If we want to figure out how to maintain the same recall as the index merges, that would be an interesting problem? The pro-rata collection method we've switched to now will tend to reduce the work done per segment as the segments shrink, but it has enough of a buffer that I think we'd still see this effect.
Why are the recall values so bad with parent-join queries (whether merging is enabled or not)? Is there a bug?
This doesn't look like a problem with regular KNN vector queries, only appears with parent-join query benchmarks.
Hmm it's odd for the 500K docs case that recall is so much better with FEWER segments: .969 with 8 segments, .705 with 89 segments.
For the other two rows (1M, 2M docs), recall is a bit better with more segments.
Do we expect better KNN single-valued vector recall with more segments?
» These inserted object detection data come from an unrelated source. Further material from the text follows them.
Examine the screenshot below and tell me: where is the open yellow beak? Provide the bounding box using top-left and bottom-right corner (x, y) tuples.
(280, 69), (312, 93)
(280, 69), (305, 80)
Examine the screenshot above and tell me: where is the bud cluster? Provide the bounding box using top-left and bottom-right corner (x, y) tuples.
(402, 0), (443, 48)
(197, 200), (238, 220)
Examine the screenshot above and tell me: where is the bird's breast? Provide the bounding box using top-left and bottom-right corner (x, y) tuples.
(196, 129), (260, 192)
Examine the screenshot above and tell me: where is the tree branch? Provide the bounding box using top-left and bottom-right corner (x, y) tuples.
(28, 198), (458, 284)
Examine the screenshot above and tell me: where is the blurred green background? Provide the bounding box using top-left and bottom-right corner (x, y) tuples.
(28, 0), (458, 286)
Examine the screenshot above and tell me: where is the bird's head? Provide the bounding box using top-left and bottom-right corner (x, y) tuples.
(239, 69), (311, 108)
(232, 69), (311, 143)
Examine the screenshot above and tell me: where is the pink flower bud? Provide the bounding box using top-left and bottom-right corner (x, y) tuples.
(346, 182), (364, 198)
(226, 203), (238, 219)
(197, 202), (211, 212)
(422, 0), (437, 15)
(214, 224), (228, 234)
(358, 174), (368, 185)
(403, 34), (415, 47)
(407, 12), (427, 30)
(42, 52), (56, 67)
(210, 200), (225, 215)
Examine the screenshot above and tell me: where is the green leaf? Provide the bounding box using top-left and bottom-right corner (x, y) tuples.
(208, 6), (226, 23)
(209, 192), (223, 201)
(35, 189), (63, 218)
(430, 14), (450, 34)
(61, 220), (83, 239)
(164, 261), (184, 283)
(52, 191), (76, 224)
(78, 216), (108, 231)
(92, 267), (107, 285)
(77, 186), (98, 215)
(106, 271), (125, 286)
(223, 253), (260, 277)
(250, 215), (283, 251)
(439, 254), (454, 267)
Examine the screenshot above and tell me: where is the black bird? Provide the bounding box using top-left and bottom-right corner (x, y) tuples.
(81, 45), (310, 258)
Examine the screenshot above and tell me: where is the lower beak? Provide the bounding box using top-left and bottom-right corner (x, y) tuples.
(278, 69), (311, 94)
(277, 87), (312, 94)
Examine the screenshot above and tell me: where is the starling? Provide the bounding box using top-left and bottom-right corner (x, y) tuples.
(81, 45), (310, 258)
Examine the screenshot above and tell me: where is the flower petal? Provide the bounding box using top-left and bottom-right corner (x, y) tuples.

Hmm, maybe not with the new optimistic knn query (https://github.com/apache/lucene/pull/14226)? @vigyasharma were your runs with #14226?
Hmm it's odd for the 500K docs case that recall is so much better with FEWER segments: .969 with 8 segments, .705 with 89 segments.
I missed that - thanks for pointing it out. It's definitely not expected. I haven't played with parent-join vector queries, but agree the recall looks terrible - like there must be some kind of bug. Recall less than .6-.7 is generally kind of unusable.8 I wonder if we introduced some kind of regression recently. Do we have any long-term metrics tracking recall stats? I don't think luceneutil does that now, although we might have discussed the need for it before. Maybe we could try this on 10.x branch to compare?
Not sure if this is relevant: https://github.com/mikemccand/luceneutil/issues/385, but if it's the same problem it will be fixed with latest luceneutil.
Not sure if this is relevant: mikemccand/luceneutil#385, but if it's the same problem it will be fixed with latest luceneutil.
Neat find! I had also seen a drop in recall when all benchmark run configs were passed in the same command. For the above runs though, I ran each of them separately. I can run the numbers for 500k docs with merging disabled again just to be sure.